Can you show how the model residuals look like?
(See also this thread: True vs predicted values biasedintercept  #4 by Christian_Simonis)
In general points to consider are:

is the scattering of your label caused by the fact they they emerge from different distributions (e.g. let’s assume the insurance premium might be systematic different for a certain kind of characteristics) in that case you could consider to train a separate model for separate labels (e.g. insurance premium for car owners that just got their drivers license and one insurance premium for more experienced drivers)

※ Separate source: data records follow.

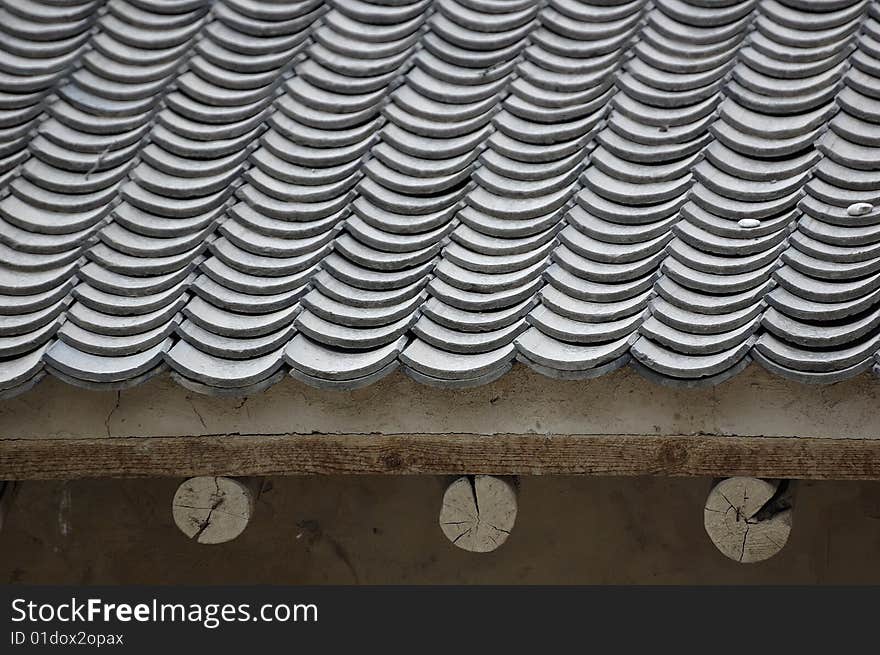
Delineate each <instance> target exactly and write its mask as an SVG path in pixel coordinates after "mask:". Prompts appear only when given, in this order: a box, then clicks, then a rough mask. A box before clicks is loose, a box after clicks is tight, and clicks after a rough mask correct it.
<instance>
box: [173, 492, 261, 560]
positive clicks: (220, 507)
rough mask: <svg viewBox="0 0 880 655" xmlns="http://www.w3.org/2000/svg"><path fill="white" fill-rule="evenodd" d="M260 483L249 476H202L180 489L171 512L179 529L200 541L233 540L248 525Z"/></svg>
mask: <svg viewBox="0 0 880 655" xmlns="http://www.w3.org/2000/svg"><path fill="white" fill-rule="evenodd" d="M257 493H258V486H256V485H255V484H254V483H252V482H251V481H249V480H247V479H243V480H238V479H235V478H224V477H213V476H202V477H198V478H190V479H189V480H185V481H184V482H183V483H181V485H180V486H179V487H178V488H177V492H176V493H175V494H174V501H173V503H172V506H171V513H172V515H173V516H174V522H175V523H176V524H177V527H178V528H180V531H181V532H183V534H185V535H186V536H187V537H189V538H190V539H195V540H196V541H197V542H198V543H200V544H222V543H224V542H227V541H232V540H233V539H235V538H236V537H237V536H238V535H240V534H241V533H242V532H244V529H245V528H246V527H247V524H248V522H249V521H250V519H251V515H252V514H253V511H254V502H255V501H256V497H257Z"/></svg>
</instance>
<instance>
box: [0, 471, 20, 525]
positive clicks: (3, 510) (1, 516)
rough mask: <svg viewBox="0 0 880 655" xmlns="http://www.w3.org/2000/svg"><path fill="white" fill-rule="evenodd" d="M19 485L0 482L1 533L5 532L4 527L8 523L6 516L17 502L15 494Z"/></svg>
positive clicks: (0, 518) (0, 481)
mask: <svg viewBox="0 0 880 655" xmlns="http://www.w3.org/2000/svg"><path fill="white" fill-rule="evenodd" d="M18 487H19V485H18V484H16V483H15V482H6V481H0V532H2V531H3V525H4V524H5V523H6V515H7V514H9V509H10V508H11V507H12V502H13V501H14V500H15V494H16V492H17V491H18Z"/></svg>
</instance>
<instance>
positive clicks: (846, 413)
mask: <svg viewBox="0 0 880 655" xmlns="http://www.w3.org/2000/svg"><path fill="white" fill-rule="evenodd" d="M878 408H880V380H878V379H877V378H876V377H875V376H873V375H871V374H864V375H862V376H859V377H857V378H855V379H852V380H849V381H846V382H840V383H837V384H832V385H826V386H810V385H804V384H801V383H797V382H791V381H788V380H785V379H782V378H779V377H775V376H773V375H771V374H769V373H767V372H766V371H764V370H763V369H761V368H760V367H758V366H756V365H752V366H751V367H750V368H749V369H747V370H746V371H745V372H744V373H741V374H740V375H738V376H737V377H735V378H733V379H732V380H730V381H727V382H725V383H723V384H721V385H718V386H717V387H713V388H702V389H671V388H668V387H663V386H659V385H657V384H655V383H653V382H649V381H647V380H645V379H644V378H642V377H641V376H639V375H638V374H637V373H635V372H633V371H632V370H629V369H625V370H621V371H617V372H615V373H612V374H610V375H607V376H604V377H601V378H598V379H596V380H589V381H583V382H570V381H559V380H552V379H549V378H546V377H543V376H541V375H538V374H537V373H533V372H531V371H530V370H528V369H526V368H525V367H522V366H517V367H515V368H514V370H513V371H512V372H510V373H508V374H507V375H506V376H504V377H503V378H502V379H501V380H499V381H497V382H495V383H493V384H489V385H486V386H484V387H478V388H476V389H466V390H455V391H453V390H443V389H435V388H432V387H427V386H423V385H420V384H418V383H416V382H413V381H412V380H410V379H409V378H408V377H406V376H405V375H403V374H402V373H395V374H392V375H391V376H389V377H387V378H385V379H384V380H382V381H380V382H378V383H376V384H374V385H372V386H370V387H367V388H364V389H359V390H356V391H351V392H341V391H331V390H318V389H313V388H311V387H308V386H306V385H304V384H302V383H300V382H297V381H296V380H293V379H287V380H285V381H283V382H281V383H280V384H278V385H276V386H274V387H272V388H271V389H269V390H267V391H265V392H262V393H260V394H258V395H255V396H252V397H246V398H228V397H227V398H218V397H212V396H205V395H200V394H197V393H193V392H190V391H187V390H186V389H184V388H183V387H181V386H179V385H177V384H176V383H175V382H174V381H173V380H171V379H170V378H169V377H167V376H160V377H158V378H156V379H154V380H152V381H150V382H148V383H146V384H143V385H141V386H138V387H135V388H132V389H128V390H123V391H119V392H115V391H100V392H99V391H87V390H83V389H79V388H75V387H71V386H69V385H66V384H64V383H62V382H59V381H57V380H55V379H46V380H45V381H43V382H42V383H41V384H40V385H38V386H37V387H36V388H35V389H34V390H32V391H30V392H27V393H25V394H23V395H22V396H19V397H18V398H15V399H12V400H8V401H3V402H0V438H15V437H45V438H56V437H68V438H71V437H74V438H75V437H85V438H96V437H125V436H183V435H205V434H229V433H241V434H285V433H312V432H317V433H334V432H335V433H365V432H384V433H407V432H414V433H419V432H430V433H443V432H465V433H482V434H491V433H505V432H514V433H539V434H554V433H561V434H718V435H738V436H762V435H766V436H798V437H809V436H820V437H840V438H877V437H878V436H880V411H878Z"/></svg>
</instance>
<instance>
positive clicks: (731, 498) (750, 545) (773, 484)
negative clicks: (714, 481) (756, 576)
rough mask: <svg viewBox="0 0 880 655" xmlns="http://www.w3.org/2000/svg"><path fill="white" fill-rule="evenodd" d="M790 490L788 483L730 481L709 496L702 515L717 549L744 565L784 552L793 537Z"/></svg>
mask: <svg viewBox="0 0 880 655" xmlns="http://www.w3.org/2000/svg"><path fill="white" fill-rule="evenodd" d="M791 511H792V510H791V496H790V487H789V485H788V484H787V483H786V482H785V481H780V480H761V479H759V478H743V477H737V478H727V479H724V480H721V481H720V482H718V483H717V484H716V485H715V486H714V487H712V490H711V491H710V492H709V497H708V498H707V499H706V507H705V510H704V512H703V523H704V525H705V527H706V533H707V534H708V535H709V538H710V539H711V540H712V543H714V544H715V546H716V548H718V550H720V551H721V552H722V553H724V555H726V556H727V557H729V558H730V559H732V560H734V561H736V562H740V563H743V564H746V563H751V562H761V561H763V560H765V559H769V558H771V557H773V556H774V555H775V554H776V553H778V552H779V551H781V550H782V548H783V546H785V542H786V541H788V535H789V534H790V533H791Z"/></svg>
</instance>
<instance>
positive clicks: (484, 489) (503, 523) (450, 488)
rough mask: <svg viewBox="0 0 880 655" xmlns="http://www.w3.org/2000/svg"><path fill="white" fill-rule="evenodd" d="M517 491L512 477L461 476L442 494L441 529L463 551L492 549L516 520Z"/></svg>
mask: <svg viewBox="0 0 880 655" xmlns="http://www.w3.org/2000/svg"><path fill="white" fill-rule="evenodd" d="M516 493H517V483H516V480H515V479H513V478H499V477H495V476H493V475H474V476H470V475H466V476H462V477H460V478H458V479H456V480H454V481H453V482H452V483H450V485H449V486H448V487H447V488H446V492H445V493H444V494H443V504H442V505H441V507H440V529H441V530H443V534H445V535H446V538H447V539H449V541H451V542H452V543H453V545H455V546H457V547H459V548H461V549H462V550H467V551H470V552H472V553H488V552H491V551H493V550H495V549H496V548H498V547H500V546H501V544H503V543H504V542H505V541H507V537H509V536H510V531H511V530H513V525H514V523H516V510H517V503H516Z"/></svg>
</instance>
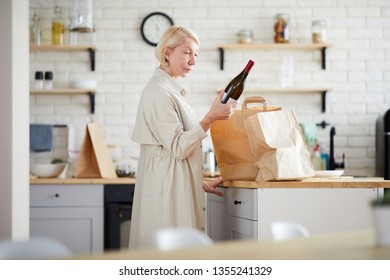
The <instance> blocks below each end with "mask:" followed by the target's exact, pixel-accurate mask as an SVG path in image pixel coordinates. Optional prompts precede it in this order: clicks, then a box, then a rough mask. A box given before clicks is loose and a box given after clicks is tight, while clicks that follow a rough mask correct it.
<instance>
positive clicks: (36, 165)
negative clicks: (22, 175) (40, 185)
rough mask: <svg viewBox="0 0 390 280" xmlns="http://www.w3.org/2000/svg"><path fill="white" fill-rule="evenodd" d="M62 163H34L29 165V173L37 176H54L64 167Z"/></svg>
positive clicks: (55, 177) (62, 170) (62, 163)
mask: <svg viewBox="0 0 390 280" xmlns="http://www.w3.org/2000/svg"><path fill="white" fill-rule="evenodd" d="M65 165H66V164H64V163H34V164H31V166H30V173H31V174H33V175H35V176H37V177H39V178H56V177H58V176H59V175H60V174H61V173H62V171H64V168H65Z"/></svg>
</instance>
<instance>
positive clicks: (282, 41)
mask: <svg viewBox="0 0 390 280" xmlns="http://www.w3.org/2000/svg"><path fill="white" fill-rule="evenodd" d="M289 20H290V16H289V15H288V14H277V15H276V16H275V25H274V31H275V37H274V42H275V43H288V42H290V29H289Z"/></svg>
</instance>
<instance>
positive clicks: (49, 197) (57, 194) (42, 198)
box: [30, 185, 104, 207]
mask: <svg viewBox="0 0 390 280" xmlns="http://www.w3.org/2000/svg"><path fill="white" fill-rule="evenodd" d="M103 202H104V198H103V185H32V186H31V187H30V207H64V206H65V207H66V206H78V207H89V206H98V207H99V206H103Z"/></svg>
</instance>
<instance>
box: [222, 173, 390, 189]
mask: <svg viewBox="0 0 390 280" xmlns="http://www.w3.org/2000/svg"><path fill="white" fill-rule="evenodd" d="M223 186H225V187H236V188H252V189H256V188H390V180H384V179H383V178H379V177H368V178H352V177H350V176H345V177H343V176H342V177H338V178H310V179H305V180H302V181H278V182H257V181H225V182H223Z"/></svg>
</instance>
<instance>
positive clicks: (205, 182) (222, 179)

try to incorporate domain knowledge into your features w/ feature engineering see also this thread: Time Series Linear Regression

dependent on your residual analysis consider other models than a linear model (which will only perform great if you can manage to model all the nonlinearity in your features). Maybe Gaussian processes might be worth a look since they also allow to account for uncertainty / confidence and model nonlinearity, see also this thread: Deep learning is a small part of ai  #6 by Christian_Simonis
Hope that helps, @Nimish_Khandelwal!
Best
Christian
In addition, here you can find a nice example on the value add of transforming the targets before learning the model also with code examples:
Best regards
Christian
The outliers in your data set may be the most important information of all. You have no way of knowing. Better to include them asis than to alter them.
Thanks for the inputs @Christian_Simonis and @TMosh. I created the Linear model and got an average accuracy of around 75% on using crossvalidation. I was wondering if I can share the code with you, then you can have a look at the procedure and then guide me for further steps ?
Thanks,
Nimish
could you please show how your residual plots look like for an examply train/test split?
Before sharing the code two points:
 I am convinced we have the highest value also for (future) fellow learners if we keep on discussing the questions openly, e.g. your question in this open thread  not in private messages
 if you have the rights on that code and you do not violate the code of conduct, you can share your relevant piece of code if that helps to drive the discussion forward
Hope that helps!
Best regards
Christian
I am confused. Normally a linear model does not give an accuracy metric. If you’re doing classification, then a linear model is not appropriate.
How are you measuring “accuracy”?
Hi @TMosh,
Here, Accuracy represents the Rsquare value (I used model.score(X_test,y_test) ) i.e., 75% of the variance is being explained by the model.
Thanks,
Nimish
Here are the residual plots for 2 features i.e., (i) age (ii) bmi.
Thanks,
Nimish
Thanks @Nimish_Khandelwal.
In addition to Tom’s feedback:
 I would recommend label each axis so that each plot can easily be understood
 assuming you plotted residuals on y axis and the feature on the x axis: your residuals show a clear pattern: this means e.g. with feature engineering you can incorporate that systematic information into your model. The goal should be that the residuals do not show any systematic dependency from your features afterwards  ideally you just see random noise, something like that: https://global.discoursecdn.com/dlai/original/3X/c/0/c0b9819ef070619a63cffc64b637c1dd598074e8.jpeg
see also this thread: True vs predicted values biasedintercept  #4 by Christian_Simonis
Best regards
Christian
Also:
This can only be answered by someone with domain knowledge but after checking out the plots, i would like to emphasise that question.
By the way: how many features did you use in total, @Nimish_Khandelwal?
Best regards
Christian
I don’t know, but discontinuities might be due to the outliers in the target variable ?
Thanks,
Nimish
Like for the variable ‘age’ we can see that it is more or less randomly distributed. But for the variable ‘bmi’ there is some kind of pattern associated.
In total I have used 4 variables.
Thanks,
Nimish
What sort of “cleaning” are you doing?
Removing outliers from features (using IQR method), looking for any different values in unique values of variables, removing variables which do not affect response etc.